BACKGROUND Dexmedetomidine an α 2 adrenergic agonist is well known for potentiating the effect of local anaesthetics in neuraxial blockade and peripheral nerve blocks. It prolongs the duration of analgesia produced by local anaesthetic, as well as reduces the dose of local anaesthetic required to produce the block. This helps in early mobilization and recovery of the patient. We conducted this study to access the effect of adding dexmedetomidine to bupivacaine in transversus abdominis plane (TAP) block in inguinal hernia repair. METHODS 60 patients posted for inguinal hernia repair were divided into two groups of 30 each in randomized double-blind manner. Group B patients (n=30) received 20 ml of 0.25% of bupivacaine and 2ml normal saline for TAP block whereas Group D received 20 ml 0.25% bupivacaine and 0.5 µgm/Kg of dexmedetomidine (2 ml).

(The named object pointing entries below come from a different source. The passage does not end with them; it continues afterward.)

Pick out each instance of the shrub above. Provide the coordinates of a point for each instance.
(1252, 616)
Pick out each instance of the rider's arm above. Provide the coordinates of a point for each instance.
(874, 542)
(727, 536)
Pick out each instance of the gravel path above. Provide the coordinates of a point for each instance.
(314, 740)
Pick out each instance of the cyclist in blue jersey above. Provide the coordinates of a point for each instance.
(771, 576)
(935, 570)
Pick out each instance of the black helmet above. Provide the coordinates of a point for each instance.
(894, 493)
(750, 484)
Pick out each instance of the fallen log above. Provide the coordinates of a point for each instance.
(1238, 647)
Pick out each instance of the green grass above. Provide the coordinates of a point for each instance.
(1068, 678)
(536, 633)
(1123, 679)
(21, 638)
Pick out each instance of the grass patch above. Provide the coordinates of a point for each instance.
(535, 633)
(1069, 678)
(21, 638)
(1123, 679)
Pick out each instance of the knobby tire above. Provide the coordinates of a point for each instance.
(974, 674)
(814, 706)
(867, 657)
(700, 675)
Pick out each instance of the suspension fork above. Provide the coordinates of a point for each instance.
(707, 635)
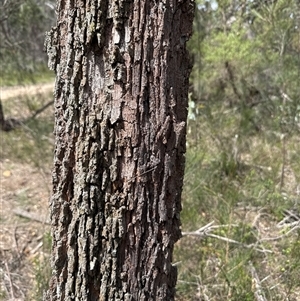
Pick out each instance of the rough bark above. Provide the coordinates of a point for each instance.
(120, 123)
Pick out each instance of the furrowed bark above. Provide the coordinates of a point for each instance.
(120, 123)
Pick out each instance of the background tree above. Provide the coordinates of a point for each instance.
(120, 122)
(22, 33)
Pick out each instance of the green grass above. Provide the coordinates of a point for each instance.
(25, 77)
(235, 177)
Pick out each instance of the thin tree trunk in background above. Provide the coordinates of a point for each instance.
(120, 125)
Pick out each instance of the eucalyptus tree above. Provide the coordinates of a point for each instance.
(122, 77)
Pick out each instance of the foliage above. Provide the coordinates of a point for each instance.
(22, 31)
(242, 167)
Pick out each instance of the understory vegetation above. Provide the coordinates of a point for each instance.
(241, 198)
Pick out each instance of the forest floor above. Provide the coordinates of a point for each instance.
(251, 252)
(25, 183)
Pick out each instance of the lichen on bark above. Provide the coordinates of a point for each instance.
(120, 120)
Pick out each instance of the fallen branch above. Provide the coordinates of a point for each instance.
(205, 232)
(256, 284)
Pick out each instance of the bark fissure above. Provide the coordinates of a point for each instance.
(120, 110)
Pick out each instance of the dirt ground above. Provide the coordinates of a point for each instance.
(24, 192)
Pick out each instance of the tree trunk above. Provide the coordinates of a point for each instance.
(120, 125)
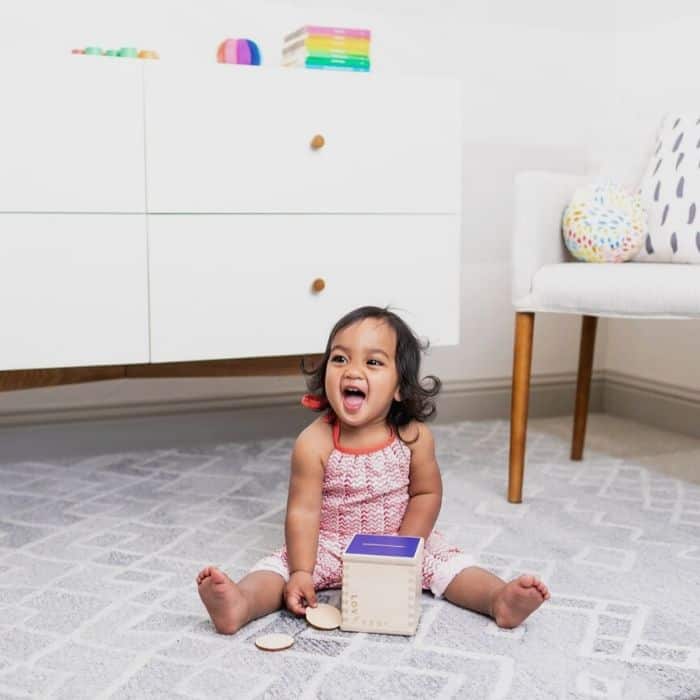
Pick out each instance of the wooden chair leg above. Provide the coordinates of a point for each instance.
(583, 384)
(522, 364)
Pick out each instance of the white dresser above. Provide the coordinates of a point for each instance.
(154, 213)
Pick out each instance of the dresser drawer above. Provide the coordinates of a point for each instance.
(72, 290)
(71, 136)
(238, 139)
(226, 286)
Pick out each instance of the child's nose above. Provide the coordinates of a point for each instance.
(353, 372)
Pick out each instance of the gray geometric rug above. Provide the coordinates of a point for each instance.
(98, 559)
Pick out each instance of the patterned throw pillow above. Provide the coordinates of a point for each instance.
(604, 223)
(670, 190)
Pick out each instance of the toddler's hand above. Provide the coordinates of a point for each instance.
(299, 592)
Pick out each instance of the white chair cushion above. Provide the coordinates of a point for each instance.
(615, 289)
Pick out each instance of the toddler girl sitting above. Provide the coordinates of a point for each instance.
(367, 464)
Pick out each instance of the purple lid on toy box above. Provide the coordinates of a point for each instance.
(383, 545)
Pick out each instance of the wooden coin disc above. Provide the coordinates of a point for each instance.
(274, 642)
(323, 616)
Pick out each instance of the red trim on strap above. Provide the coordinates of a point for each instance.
(354, 451)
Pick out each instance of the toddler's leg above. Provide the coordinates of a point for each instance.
(233, 605)
(508, 604)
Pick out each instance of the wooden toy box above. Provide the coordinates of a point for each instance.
(382, 584)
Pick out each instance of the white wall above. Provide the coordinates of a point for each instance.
(656, 65)
(532, 91)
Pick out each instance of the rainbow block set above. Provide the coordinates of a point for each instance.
(124, 52)
(334, 48)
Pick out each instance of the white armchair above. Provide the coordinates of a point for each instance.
(546, 279)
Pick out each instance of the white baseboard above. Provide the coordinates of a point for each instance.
(659, 404)
(27, 435)
(31, 434)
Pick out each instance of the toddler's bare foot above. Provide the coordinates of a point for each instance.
(225, 602)
(517, 600)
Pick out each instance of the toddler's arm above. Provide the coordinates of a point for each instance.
(425, 485)
(302, 521)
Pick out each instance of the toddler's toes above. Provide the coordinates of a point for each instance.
(527, 581)
(204, 573)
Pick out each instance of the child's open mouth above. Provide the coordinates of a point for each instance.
(352, 399)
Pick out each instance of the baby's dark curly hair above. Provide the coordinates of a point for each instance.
(416, 395)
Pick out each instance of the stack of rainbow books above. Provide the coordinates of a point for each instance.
(334, 48)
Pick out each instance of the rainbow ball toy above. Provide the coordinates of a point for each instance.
(604, 223)
(241, 51)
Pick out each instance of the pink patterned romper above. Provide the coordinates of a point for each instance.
(367, 491)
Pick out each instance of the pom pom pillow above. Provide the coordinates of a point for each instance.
(670, 190)
(604, 223)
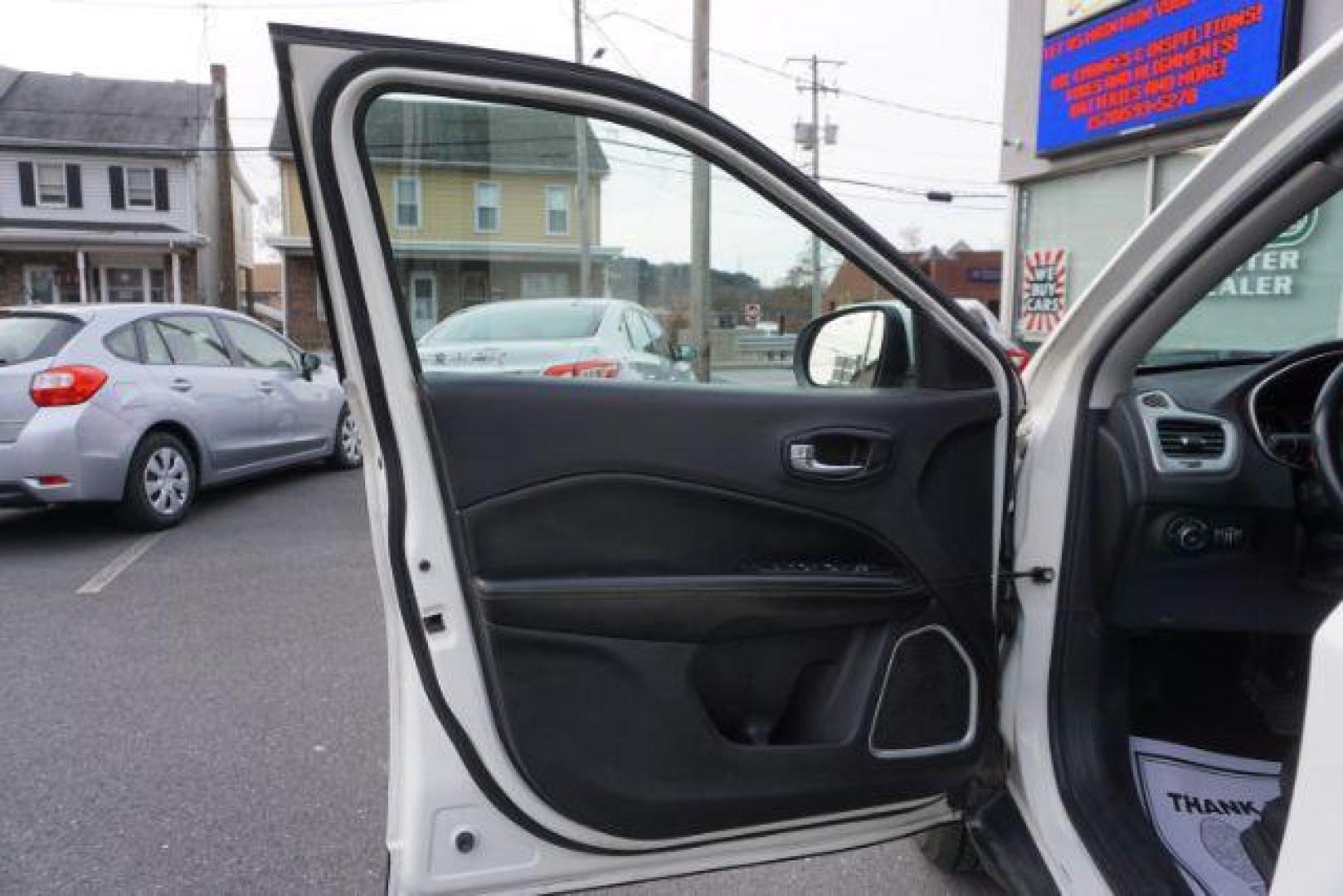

NPRS scores for postoperative pain, time to request for first analgesic dose, total duration of analgesia, Inj. Diclofenac consumption, haemodynamic parameters and side effects were recorded. RESULTS Numerical pain rating scale scores were significantly lower in group D. Total analgesic requirement was significantly less in group D. Time to request for first analgesic dose was longer in group D as compared to group B. Patients were haemodynamically stable in both the groups. CONCLUSIONS The addition of dexmedetomidine to bupivacaine in TAP block provides prolonged and effective postoperative analgesia with haemodynamic stability.